2022-05-05 05:25:33 GMT HINT:  In a moment you should be able to reconnect to the database and repeat your command.

it's unclear why this is happening, but it's clearly a regression from the upgrade. here's a memory graph from the last 3 days:

image https://grafana.torproject.org/d/xfpJB9FGz/1-node-exporter-for-prometheus-dashboard-en-v20201010?orgId=1&var-origin_prometheus=&var-job=node&var-hostname=All&var-node=materculae.torproject.org:9100&var-device=All&var-interval=2m&var-maxmount=%2Fhome&var-show_hostname=materculae&var-total=93&viewPanel=156&from=now-3d&to=now&refresh=1m

i think the upgrade completed at about 15:26 UTC yesterday, at least according to the graph. (this comment is later, but that's probably just me reporting after the fact: #40692 (comment 2799945)).
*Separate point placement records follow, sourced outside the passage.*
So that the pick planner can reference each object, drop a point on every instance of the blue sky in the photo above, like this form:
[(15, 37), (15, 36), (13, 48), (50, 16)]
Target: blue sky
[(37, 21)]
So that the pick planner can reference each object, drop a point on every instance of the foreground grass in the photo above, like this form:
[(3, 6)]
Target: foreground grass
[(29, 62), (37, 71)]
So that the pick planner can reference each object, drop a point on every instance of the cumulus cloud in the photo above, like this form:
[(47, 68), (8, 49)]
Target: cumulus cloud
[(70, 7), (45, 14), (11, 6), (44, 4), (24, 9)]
then we can see the server restarting (the blank), and slowly reclaiming memory. then there's this unusual jump at 22:18 and things go a little out of whack for a few hours, but seem to stabilise at a somewhat reasonable pattern at 11:00 next day. that's about 1GB more memory usage than the previous normal though, so that's already a little worrisome.

but then, at 22:46UTC, memory usage just starts to grown linearly, eventually hitting the above OOM at around 5:30 or so.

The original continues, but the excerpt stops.